Wir haben das Unternehmen nicht in die Insolvenz rauschen lassen, sondern das Ganze in einem kontrollierten Prozess eingefroren. Wir konnten diese Atempause nutzen, um die ganzen Erfahrungen auszuwerten. Um Ideen zu entwickeln und uns freizuspielen, um wieder kreativ zu werden. Das ist etwas sehr Beglückendes und Bereicherndes. Es war eine sehr schwierige, belastende Zeit. Aber so, wie wir das verdaut haben und weitermachen, sind wir echt daran gereift und gewachsen. Ich bereue nichts.

Einige Cover von Substanz-Stories (© Substanz)
- Am Idealismus ist Ihr Projekt nicht gescheitert: Sie wollten den Journalismus retten. Gehen Sie nun mit etwas mehr Demut an die Sache ran?

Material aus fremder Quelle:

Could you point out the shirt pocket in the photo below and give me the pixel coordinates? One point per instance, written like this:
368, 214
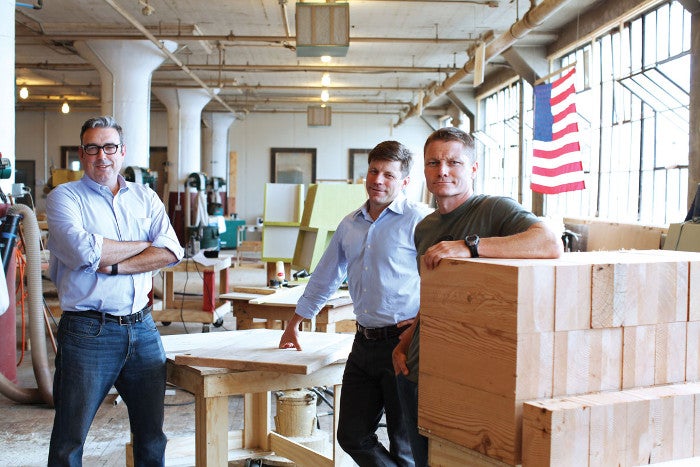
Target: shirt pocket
144, 226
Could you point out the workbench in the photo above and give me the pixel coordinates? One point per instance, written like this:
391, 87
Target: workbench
280, 306
210, 310
250, 364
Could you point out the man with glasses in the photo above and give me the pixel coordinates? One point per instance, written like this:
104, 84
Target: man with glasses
465, 225
107, 237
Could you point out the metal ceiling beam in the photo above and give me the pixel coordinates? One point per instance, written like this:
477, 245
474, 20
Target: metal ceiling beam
534, 17
605, 15
253, 68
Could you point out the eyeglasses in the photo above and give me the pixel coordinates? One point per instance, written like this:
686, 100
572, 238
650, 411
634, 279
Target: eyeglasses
93, 149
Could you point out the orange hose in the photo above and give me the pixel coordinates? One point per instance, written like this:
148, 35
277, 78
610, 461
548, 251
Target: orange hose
22, 294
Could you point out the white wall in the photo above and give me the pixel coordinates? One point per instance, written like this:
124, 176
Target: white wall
253, 137
40, 135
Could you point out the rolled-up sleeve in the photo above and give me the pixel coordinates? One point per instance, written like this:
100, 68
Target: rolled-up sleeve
68, 240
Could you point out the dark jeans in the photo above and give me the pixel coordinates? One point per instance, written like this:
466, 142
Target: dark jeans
369, 389
92, 357
408, 394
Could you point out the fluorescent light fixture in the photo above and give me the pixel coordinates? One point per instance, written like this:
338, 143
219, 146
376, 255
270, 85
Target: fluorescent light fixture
326, 79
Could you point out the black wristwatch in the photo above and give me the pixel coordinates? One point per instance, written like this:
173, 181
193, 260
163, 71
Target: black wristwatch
472, 242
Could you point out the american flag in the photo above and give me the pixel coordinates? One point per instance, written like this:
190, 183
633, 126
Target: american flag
556, 166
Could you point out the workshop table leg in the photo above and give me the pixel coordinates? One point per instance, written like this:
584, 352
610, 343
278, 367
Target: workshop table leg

Demut ist ein gutes Stichwort und ein Wort, das ich immer gerne benutze, wenn ich von unseren Erfahrungen erzähle. Das eine ist es, anzuerkennen, woran es gelegen hat, wenn irgendetwas nicht klappt. In unserem Metier ist die Neigung da, schnell anderen Leuten die Schuld zu geben: Der doofe Markt, die Leser sind noch nicht reif, die Leute wollen nicht bezahlen. Aber anzuerkennen, dass du es vielleicht selber verkackt hast, weil dein Plan nicht hingehauen hat, ist ganz wichtig. Daraus kann man lernen. Das erfordert, dass man über sein Ego hinwegsteigt. Das andere ist das, was Sie angesprochen haben – „Wir wollen den Journalismus retten.“ So explizit haben wir es nicht gesagt, aber natürlich sind wir mit einem großen Anspruch an die Sache herangetreten. Das ist die Gefahr beim Gründen im Journalismus: Man hat diese Mission und ist total davon überzeugt, dass jeder andere doch sehen und anerkennen muss, wie geil und wichtig die ist. Aber damit erreicht man eben noch keine Kunden. Eine Mission ist noch kein Produkt, und den Kunden interessiert die Mission auch nicht. Den Kunden interessiert auch „der Journalismus“ nicht. Der Kunde freut sich, wenn er etwas vorgelegt bekommt, was ihm Spaß macht. Er honoriert gute Qualität. Er straft unzureichende Qualität ab. Die Herausforderung ist es, sich zu fragen: Wie kriege ich es hin, diese Mission - die auch wichtig ist, weil sie eine innere Richtschnur meines Handelns ist – umzusetzen in ein marktfähiges Produkt? Wer nur eine Mission hat, wird nicht erfolgreich sein. Wer keine Mission hat, wird sich verlieren. Der kann vielleicht trotzdem Serial Entrepreneur werden und heute diese Plattform hochziehen und morgen jene. Aber in unserem Metier muss man diesen Spagat schaffen zwischen einer Mission und Geschäftskompetenz.
- Und wie schafft man den?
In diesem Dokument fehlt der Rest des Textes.